MPs to launch offensive on centre over AI losses
As many as 24 members of Parliament are out to grill the Centre on the financial mess in Air India as the bleeding national career fights for survival amid questions on whether taxpayers should continue to give it oxygen.
As many as 24 members of Parliament are out to grill the Centre on the financial mess in Air India as the bleeding national career fights for survival amid questions on whether taxpayers should continue to give it oxygen.
Civil aviation minister Vayalar Ravi is scheduled to answer a question in Parliament on Wednesday on the “financial health of Air India” that has been put up by no less than 24 MPs.
“Usually, one or two MPs at the most ask a particular question, but this is a rare situation,” said an aviation ministry official.

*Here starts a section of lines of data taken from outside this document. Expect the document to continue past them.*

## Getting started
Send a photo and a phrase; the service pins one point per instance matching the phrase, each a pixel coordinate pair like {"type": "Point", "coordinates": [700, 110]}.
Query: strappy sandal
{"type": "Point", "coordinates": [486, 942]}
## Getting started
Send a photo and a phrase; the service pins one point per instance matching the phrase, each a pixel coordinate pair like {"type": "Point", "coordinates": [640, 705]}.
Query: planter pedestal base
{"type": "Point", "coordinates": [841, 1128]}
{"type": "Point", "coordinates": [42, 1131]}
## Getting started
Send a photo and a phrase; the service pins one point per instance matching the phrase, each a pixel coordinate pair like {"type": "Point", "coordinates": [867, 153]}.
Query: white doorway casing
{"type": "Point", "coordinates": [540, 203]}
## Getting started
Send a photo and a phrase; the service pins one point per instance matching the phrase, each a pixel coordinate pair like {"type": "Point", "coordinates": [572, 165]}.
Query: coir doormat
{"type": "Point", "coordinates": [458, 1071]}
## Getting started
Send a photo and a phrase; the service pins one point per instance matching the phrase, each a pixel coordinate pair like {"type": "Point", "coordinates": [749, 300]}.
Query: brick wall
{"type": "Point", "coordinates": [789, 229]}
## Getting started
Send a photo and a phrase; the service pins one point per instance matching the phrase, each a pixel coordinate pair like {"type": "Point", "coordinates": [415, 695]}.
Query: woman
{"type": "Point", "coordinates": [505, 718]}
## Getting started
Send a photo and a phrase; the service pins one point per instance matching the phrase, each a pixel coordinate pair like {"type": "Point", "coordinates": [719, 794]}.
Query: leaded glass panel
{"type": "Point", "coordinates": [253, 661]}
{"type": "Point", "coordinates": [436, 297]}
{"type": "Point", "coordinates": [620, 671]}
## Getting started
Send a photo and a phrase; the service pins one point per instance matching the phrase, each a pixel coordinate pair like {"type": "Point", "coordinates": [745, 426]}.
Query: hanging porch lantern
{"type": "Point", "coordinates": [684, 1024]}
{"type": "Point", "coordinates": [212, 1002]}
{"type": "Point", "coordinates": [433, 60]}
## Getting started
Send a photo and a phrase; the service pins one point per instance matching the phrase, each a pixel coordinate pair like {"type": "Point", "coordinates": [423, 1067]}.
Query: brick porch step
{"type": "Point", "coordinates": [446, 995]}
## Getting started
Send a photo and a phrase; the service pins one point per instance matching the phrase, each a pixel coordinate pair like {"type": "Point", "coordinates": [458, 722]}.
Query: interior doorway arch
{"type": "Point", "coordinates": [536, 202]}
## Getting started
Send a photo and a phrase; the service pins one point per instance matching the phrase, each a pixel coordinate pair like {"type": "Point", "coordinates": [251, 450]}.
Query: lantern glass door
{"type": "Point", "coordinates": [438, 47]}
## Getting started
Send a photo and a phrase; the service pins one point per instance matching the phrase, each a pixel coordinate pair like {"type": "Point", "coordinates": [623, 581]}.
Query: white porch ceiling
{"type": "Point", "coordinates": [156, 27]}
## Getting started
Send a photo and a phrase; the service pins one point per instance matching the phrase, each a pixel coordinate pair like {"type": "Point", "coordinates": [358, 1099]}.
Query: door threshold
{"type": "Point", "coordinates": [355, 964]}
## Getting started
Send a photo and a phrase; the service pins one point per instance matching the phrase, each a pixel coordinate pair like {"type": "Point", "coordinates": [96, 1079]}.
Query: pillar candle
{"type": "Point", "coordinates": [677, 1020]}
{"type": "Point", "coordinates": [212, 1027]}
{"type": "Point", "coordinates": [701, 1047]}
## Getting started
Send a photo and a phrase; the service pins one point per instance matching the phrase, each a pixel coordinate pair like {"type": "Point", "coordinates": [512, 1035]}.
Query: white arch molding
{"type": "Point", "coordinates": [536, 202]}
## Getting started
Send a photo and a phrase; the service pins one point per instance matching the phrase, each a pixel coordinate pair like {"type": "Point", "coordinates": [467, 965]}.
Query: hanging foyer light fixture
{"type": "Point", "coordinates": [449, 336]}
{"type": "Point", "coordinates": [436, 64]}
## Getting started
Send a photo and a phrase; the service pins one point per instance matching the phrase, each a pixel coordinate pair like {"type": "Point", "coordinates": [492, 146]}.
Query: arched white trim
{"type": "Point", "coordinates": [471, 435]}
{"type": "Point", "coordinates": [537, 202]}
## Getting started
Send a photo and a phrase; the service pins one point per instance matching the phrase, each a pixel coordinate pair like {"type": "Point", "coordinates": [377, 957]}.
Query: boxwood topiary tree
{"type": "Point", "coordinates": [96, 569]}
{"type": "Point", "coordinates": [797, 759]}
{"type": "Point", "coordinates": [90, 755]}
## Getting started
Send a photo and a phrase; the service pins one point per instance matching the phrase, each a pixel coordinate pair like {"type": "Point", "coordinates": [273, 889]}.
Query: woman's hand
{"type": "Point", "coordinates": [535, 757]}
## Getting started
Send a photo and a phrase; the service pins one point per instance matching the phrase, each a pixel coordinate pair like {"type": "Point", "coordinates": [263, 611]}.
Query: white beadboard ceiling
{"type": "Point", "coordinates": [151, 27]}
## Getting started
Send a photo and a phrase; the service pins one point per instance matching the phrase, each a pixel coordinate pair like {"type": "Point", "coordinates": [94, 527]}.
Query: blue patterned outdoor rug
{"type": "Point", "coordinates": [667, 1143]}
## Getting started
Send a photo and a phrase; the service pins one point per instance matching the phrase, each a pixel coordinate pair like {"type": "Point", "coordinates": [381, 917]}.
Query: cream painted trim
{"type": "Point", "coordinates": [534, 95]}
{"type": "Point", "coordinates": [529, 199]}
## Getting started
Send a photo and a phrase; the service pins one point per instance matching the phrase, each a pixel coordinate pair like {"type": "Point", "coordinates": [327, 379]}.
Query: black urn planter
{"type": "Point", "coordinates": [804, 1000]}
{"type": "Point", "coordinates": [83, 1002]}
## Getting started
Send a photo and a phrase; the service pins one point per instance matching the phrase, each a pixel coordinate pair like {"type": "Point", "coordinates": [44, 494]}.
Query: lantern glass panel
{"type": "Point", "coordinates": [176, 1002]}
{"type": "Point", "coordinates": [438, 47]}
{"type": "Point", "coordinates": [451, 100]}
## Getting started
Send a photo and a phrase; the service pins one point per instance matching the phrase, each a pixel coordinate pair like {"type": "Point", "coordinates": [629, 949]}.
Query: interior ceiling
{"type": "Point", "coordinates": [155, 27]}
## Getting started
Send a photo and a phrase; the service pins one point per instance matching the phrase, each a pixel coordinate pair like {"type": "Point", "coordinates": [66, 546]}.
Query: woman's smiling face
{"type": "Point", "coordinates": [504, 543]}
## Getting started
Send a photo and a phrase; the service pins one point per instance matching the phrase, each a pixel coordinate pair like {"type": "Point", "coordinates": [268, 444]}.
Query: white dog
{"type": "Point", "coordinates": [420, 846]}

Among the questions asked by the MPs is whether the CAG in its report has stated that AI under-reported its losses in 2009-10. The official loss figure was put at R5,551 crore.
HT had first reported on February 8 that a supplementary audit by the CAG had revealed that AI may have understated its losses for fiscal 2010 by R3038.1 crore.
The MPs have also inquired whether there is disparity in salaries of erstwhile Indian Airlines (IA) and AI pilots following merger of the two companies. Significantly, the Indian Commercial Pilots Association, a union of erstwhile IA pilots, has threatened to strike work on the same issue from March 9 — a day the question comes up in Parliament.
“There has been no improvement in AI on any account in last two years. It has been an absolute downslide. For all the ills of AI, the buck must stop with the top management. You can’t let them get off. Someone has to be accountable,” said Mohan Ranganathan, a Chennai-based aviation expert.